A native of Springfield, Mass., Olsen spent 10 years in North Yarmouth, before moving to Millinocket in 2003, when her husband was hired by Great Northern Paper. When the company filed for bankruptcy one year later, “it was a really enlightened moment about what happens to communities when there is a single economic driver and that driver goes away,” said Olsen, 50. “It was heartbreaking.”

She worked to be part of the economic revitalization. She and a partner opened a bookstore and coffee shop called Thirteen Moons, but closed it two years later. She worked for a local public health coalition, sold newspaper advertising and volunteered for the Katahdin Area Chamber of Commerce. In 2007, she was appointed business coordinator of the chamber.

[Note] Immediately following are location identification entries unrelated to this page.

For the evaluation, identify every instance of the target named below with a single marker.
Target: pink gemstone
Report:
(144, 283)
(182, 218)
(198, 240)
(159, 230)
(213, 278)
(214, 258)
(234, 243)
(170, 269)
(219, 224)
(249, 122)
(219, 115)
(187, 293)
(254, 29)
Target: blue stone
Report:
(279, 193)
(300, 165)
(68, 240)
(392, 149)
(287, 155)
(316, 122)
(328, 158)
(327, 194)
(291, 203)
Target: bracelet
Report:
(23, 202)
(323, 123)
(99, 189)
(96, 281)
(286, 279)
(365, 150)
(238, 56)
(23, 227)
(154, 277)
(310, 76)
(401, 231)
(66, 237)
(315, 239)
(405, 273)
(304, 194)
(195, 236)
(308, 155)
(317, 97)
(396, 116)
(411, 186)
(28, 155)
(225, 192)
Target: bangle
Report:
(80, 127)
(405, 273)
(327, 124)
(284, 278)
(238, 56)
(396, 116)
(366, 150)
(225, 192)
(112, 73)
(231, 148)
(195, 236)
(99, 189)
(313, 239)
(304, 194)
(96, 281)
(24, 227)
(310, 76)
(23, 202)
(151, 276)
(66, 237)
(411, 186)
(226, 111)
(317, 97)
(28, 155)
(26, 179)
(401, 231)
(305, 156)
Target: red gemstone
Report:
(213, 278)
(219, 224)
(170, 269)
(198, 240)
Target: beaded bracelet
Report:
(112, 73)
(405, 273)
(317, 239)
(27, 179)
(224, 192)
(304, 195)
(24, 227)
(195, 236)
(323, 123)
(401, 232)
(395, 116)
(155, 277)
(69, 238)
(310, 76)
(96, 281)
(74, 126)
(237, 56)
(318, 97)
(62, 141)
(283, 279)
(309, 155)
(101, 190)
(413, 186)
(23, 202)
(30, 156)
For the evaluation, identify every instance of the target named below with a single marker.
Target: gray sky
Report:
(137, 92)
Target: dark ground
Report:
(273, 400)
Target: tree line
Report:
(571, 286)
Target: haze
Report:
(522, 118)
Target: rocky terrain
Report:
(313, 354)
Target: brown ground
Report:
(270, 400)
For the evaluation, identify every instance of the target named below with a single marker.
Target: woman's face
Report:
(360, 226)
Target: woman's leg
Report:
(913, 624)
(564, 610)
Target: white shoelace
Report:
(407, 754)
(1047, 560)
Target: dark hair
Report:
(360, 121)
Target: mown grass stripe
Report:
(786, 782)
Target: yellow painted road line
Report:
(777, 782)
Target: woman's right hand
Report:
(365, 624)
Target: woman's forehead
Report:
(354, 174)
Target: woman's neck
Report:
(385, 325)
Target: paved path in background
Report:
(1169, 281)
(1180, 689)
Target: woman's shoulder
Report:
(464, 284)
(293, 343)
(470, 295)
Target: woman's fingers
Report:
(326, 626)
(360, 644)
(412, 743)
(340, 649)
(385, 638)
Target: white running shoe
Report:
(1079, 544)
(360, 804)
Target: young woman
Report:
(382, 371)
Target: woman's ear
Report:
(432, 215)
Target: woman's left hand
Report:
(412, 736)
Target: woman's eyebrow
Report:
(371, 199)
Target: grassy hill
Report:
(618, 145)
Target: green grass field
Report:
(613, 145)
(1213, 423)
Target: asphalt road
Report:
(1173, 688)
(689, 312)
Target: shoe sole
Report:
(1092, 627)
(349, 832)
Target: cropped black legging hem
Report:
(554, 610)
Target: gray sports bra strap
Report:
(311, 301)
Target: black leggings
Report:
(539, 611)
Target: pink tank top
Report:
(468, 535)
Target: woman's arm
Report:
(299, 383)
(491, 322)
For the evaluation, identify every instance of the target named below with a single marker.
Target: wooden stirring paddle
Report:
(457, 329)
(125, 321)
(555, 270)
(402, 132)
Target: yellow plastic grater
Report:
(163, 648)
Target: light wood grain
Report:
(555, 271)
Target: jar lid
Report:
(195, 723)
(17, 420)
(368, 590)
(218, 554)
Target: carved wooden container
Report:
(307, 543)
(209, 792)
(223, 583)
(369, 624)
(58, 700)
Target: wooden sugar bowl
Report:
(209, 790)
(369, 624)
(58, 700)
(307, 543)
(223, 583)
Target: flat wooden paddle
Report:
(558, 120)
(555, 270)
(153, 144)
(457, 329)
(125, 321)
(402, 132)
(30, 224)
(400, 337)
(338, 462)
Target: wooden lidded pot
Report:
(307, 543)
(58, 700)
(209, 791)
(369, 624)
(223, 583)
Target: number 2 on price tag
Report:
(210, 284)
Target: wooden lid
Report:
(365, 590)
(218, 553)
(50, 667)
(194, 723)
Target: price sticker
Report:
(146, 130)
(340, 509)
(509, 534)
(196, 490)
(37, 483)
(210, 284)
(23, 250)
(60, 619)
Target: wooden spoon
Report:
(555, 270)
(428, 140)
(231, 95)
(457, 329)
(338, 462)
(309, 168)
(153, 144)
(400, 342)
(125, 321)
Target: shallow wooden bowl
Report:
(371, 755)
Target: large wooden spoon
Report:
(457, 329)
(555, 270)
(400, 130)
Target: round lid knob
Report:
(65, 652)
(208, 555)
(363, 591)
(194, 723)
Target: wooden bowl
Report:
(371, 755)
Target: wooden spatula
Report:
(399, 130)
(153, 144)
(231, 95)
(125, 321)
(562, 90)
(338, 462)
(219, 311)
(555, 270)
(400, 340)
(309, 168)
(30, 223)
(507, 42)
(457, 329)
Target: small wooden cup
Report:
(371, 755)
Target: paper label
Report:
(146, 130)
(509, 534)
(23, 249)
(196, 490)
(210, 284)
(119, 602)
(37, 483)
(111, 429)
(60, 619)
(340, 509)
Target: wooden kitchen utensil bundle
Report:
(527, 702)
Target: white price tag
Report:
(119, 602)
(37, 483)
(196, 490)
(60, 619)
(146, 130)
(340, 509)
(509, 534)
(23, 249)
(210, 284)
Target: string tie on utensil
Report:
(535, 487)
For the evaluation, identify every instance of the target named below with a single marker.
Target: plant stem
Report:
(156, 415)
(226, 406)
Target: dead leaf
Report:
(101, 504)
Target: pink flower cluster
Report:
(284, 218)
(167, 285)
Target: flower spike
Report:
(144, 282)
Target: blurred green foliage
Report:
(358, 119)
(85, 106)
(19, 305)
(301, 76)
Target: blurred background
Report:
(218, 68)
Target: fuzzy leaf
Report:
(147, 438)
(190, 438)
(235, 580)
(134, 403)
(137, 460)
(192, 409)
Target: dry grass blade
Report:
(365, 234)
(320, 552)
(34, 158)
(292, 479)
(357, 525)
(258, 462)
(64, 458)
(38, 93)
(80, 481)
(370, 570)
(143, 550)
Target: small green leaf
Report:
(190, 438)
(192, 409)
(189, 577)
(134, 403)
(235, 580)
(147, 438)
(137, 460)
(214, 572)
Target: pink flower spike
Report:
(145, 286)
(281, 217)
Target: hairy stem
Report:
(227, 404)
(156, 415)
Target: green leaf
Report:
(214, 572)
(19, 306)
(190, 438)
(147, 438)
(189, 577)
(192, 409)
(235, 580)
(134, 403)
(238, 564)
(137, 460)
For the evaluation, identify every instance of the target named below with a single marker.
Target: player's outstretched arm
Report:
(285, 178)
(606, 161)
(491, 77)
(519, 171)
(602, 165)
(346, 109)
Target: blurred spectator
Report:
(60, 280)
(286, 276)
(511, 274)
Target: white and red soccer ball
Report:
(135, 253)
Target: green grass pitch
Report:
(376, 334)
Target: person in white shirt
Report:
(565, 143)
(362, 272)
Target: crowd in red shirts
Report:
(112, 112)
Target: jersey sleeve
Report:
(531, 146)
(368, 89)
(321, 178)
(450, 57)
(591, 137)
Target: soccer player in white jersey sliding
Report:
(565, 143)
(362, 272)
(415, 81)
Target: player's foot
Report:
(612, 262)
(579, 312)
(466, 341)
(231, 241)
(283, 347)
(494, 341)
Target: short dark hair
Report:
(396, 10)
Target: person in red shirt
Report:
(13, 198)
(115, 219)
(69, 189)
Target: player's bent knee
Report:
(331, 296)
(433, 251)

In 2010, Olsen became executive director of Main Street Skowhegan, where she developed a strategic plan, led a community-wide branding initiative, and was instrumental in obtaining federal grants to make the town more pedestrian friendly. Her efforts yielded a new a marketing campaign that celebrated the town's rich heritage of farming, art, mills and shoemaking, and the slogan “Skowhegan, a Place to Watch,” a nod to one interpretation of the Abenaki word “Skowhegan.”

In 2012 Olsen took the helm at Waterville Main Street, which is overseen by a 16-person board, and funded by private donations and revenues generated by the downtown Tax Improvement Funding district. Olsen steers the group with the help of a part-time office manager and a legion of 100 volunteers.

“I was really thrilled when they hired Jen,” said Shannon Haines, Olsen's predecessor at Waterville Main Street, who is now executive director of the Maine Film Center. “She is passionate about downtown. She is knowledgeable and collaborative. Any community organization or successful non-profit requires that.”

A flurry of activity

Collaboration is very much at the core of Olsen's daily duties.

Through United Way of Mid-Maine, she recently became certified in Service Enterprise Training, a nationally-recognized practice that will allow her to train area non-profit groups to more effectively leverage volunteers.

Recently, with the help of 100 Colby student volunteers, Olsen led a tactical urbanism exercise to explore what would happen if the lanes of a major intersection, Main and Temple streets, were narrowed for pedestrian activities. They assessed the impact on traffic and emergency vehicle access.

She is also on the steering committee, guiding Waterville's participation in the 100 Million Healthier Lives Project, a program funded by the Robert Wood Johnson Foundation, to develop strategies to improve community health, like improving walkability, social connectivity, and access to healthy food.

Olsen is leading Main Street at a time when many of the city's major institutions have made major investments of their own.

  • The Maine Film Center bought the Railroad Square Cinema in 2012 to be a permanent home for the Maine International Film Festival and in 2013 spent $200,000 to convert to digital projection. The cinema had nearly 40,000 admissions last year, including more than 10,000 for the festival.
  • The Waterville Opera House, which draws more than 30,000 people a year, completed a $4.5 million renovation in 2012.
  • The Waterville Public Library completed a $2.3 million renovation in 2011, and developed the Business, Career, and Creativity Center which provides services for job seekers like career fairs, application for benefits assistance and GED classes.
  • Waterville Creates, a collaborative of local arts and culture groups, relaunched and appointed its first executive director in December 2014.
  • The Colby College Museum of Art completed a $15 million expansion in 2013. It drew 50,000 people last year, doubling pre-expansion attendance levels.
  • Thomas College was awarded a $1.1 million federal TRIO grant to provide academic and post-grad support for first-generation students, students from low-income families, and those with disabilities.

“I'm excited to see what happens,” Olsen said. “We have to believe that change is possible and that we can be different. But it's a process, it's not an event.”